İğne
İlk iğne ve toplu iğnelerin kemik ya da bitkilerin dikenlerinden yapıldığı sanılmaktadır. İlk iğneler ayakkabı yapımı ve onarımında kullanılan ve biz denilen iri, deliksiz iğneler gibiydi. Gözleri yoktu ve yalnızca deriyi delmeye yarardı; açılan delikten sırım denilen ince meşin şerit geçirilirdi. Bugüne kadar edinilen bilgilere göre, gözleri olan iğneleri ilk kullananlar Avrupa’da, yaklaşık 50 bin yıl kadar önce yaşamış Taş Devri avcılarıydı. Bu avcıların izlerine Fransa ve İspanya’da rastlanmıştır. O zamanlar kullanılan iğneler kemiktendi, ama yuvarlak bir delikleri vardı ve cilalanmışlardı.
Metal İğneler
İlk metal iğneleri yapanlar Tunç Çağı insanlarıydı. Hem tunç, hem de demir iğneler Romalılar’ca biliniyordu. Bugün kullanılmakta olanlara benzer çelik iğneleri ilk kez Çinliler’in yaptığı ve Magripliler aracılığıyla Avrupa’ya geldiği sanılmaktadır. Avrupa’da ilk çelik iğneler, 14. yüzyılda, Almanya’da Nürnberg’de yapıldı.
Ortaçağda iğneler çoğunlukla manastırlarda üretilirdi. Galler’deki Tintern Manastırı’nda yaşayan keşişler demir işlerinde, özellikle de tel çekmedeki ustalıklarıyla ünlüydüler.
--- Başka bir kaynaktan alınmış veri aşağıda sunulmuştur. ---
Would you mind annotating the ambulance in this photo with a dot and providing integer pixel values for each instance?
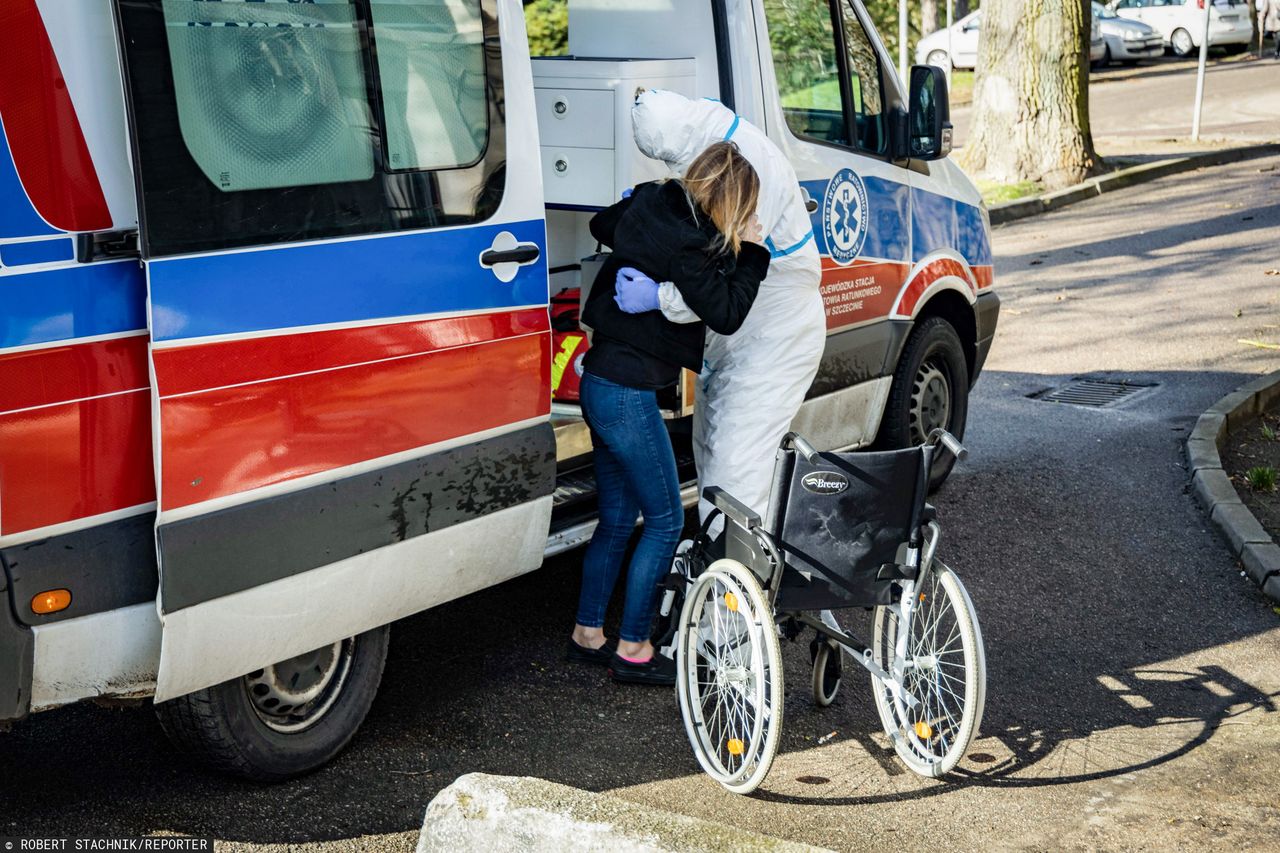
(277, 282)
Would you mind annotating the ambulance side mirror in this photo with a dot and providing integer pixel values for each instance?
(928, 122)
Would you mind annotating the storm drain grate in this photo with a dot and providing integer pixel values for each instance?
(1096, 393)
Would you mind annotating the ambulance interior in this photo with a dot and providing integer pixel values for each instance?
(589, 158)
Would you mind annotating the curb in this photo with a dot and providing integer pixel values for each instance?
(479, 813)
(1036, 205)
(1249, 543)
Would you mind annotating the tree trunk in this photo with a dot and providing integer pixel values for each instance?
(1031, 118)
(929, 17)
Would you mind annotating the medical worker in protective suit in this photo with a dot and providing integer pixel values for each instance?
(754, 381)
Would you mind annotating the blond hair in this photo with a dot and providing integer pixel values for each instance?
(726, 187)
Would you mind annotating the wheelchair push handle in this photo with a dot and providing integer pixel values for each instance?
(949, 441)
(803, 447)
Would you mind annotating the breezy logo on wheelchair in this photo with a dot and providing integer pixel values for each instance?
(842, 532)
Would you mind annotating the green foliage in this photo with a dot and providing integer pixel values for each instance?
(1261, 478)
(547, 22)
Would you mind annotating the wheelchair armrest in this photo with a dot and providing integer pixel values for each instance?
(734, 509)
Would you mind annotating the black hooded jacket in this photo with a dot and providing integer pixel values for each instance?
(657, 232)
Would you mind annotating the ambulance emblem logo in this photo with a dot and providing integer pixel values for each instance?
(844, 217)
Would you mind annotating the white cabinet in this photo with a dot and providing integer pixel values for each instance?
(584, 122)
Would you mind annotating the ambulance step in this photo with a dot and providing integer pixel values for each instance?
(575, 486)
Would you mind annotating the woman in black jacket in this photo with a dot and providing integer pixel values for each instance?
(702, 235)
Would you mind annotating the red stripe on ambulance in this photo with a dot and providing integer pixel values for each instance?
(346, 407)
(44, 133)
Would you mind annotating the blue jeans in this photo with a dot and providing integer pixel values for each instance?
(635, 473)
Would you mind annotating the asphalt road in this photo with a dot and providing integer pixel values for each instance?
(1242, 101)
(1133, 673)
Gereçleri ise Worcestershire’da, Redditch’ten sağlanırdı. Burası, İngiltere’de sanayinin başlıca merkezlerinden biri durumuna geldi ve Kral VIII. Henry, 1530’larda manastırları kapattığı zaman, pek çok keşiş bu bölgede kalarak iğne yapımını sürdürdü. Redditch bugün de İngiliz iğne ticaretinin merkezidir. ABD’de iğne yapımı küçük bir sanayi dalı olarak kalmıştır. Bu yüzden ABD, başta İngiltere ve Fransa olmak üzere, başka ülkelerden çok miktarda iğne satın alır.
İğneler çok çeşitlilik gösterir. Örneğin, döşemecilikte, dericilikte ya da yelken yapımında birbirinden değişik özellikleri olan iğneler kullanılır. Ameliyat dikişleri için de özel iğneler yapılmıştır. Şırıngaların ise değişik kalınlıkta ve boyda iğneleri vardır.
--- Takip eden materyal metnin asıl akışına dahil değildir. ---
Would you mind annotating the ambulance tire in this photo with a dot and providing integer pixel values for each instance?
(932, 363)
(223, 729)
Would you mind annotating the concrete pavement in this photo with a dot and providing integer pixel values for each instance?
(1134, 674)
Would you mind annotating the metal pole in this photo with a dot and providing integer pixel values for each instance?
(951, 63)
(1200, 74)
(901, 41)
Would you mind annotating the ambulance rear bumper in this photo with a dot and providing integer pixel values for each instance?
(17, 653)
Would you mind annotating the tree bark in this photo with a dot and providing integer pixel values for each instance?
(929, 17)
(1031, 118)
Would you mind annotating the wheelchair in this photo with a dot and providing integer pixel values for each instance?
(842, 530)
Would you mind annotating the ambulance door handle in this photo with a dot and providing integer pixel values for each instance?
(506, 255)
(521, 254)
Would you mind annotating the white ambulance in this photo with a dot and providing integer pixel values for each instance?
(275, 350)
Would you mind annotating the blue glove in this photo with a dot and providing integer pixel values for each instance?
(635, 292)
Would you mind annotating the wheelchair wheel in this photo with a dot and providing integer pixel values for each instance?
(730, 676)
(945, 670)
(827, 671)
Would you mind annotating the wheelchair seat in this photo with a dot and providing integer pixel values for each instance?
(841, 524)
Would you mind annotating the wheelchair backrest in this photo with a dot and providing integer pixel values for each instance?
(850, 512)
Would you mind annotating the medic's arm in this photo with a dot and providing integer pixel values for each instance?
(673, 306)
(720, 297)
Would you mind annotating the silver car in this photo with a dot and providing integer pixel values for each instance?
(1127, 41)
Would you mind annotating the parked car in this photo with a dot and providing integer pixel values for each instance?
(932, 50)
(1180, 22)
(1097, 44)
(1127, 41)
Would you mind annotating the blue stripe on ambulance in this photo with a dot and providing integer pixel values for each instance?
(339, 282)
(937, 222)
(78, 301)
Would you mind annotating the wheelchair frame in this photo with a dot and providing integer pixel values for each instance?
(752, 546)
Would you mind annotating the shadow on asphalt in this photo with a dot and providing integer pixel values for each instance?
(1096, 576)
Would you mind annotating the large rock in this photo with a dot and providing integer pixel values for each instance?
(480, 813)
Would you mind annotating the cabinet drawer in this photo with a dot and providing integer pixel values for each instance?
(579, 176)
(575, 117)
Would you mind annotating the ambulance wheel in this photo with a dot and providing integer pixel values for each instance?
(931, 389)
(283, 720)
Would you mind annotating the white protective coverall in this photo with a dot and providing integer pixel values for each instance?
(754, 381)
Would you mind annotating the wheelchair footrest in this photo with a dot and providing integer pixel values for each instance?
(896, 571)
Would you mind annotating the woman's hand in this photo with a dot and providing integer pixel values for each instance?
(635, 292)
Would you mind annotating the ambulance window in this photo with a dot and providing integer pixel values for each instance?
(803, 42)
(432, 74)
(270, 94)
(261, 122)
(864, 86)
İğnelerin çoğu tel halinde çekilmiş Sheffield çeliğinden yapılmaktadır. Çelik tel, iki iğne uzunluğunda parçalara ayrılır, bu parçalar donuk kırmızı bir renk alıncaya kadar ısıtılır; merdaneler arasından geçirilerek doğrultulur ve düzgünleştirilir. Parçanın her iki ucu bir zımpara taşında sivriltilir, tam ortasıysa düzleştirilir ya da yassılaştırılır. Göz yerleri işaretlenir ve zımbayla delinir. Her iki gözden birer tel geçirilir ve parça ortadan kesilerek iki iğneye ayrılır. İğne başları yuvarlatılır ve düzgünleştirilir. İpliği yıpratmamaları için iğne gözlerinin iç yüzeyleri taşlanır. Daha sonra iğnelerin yüzeyleri parlatılır ve büyüklüklerine göre sınıflandırılır.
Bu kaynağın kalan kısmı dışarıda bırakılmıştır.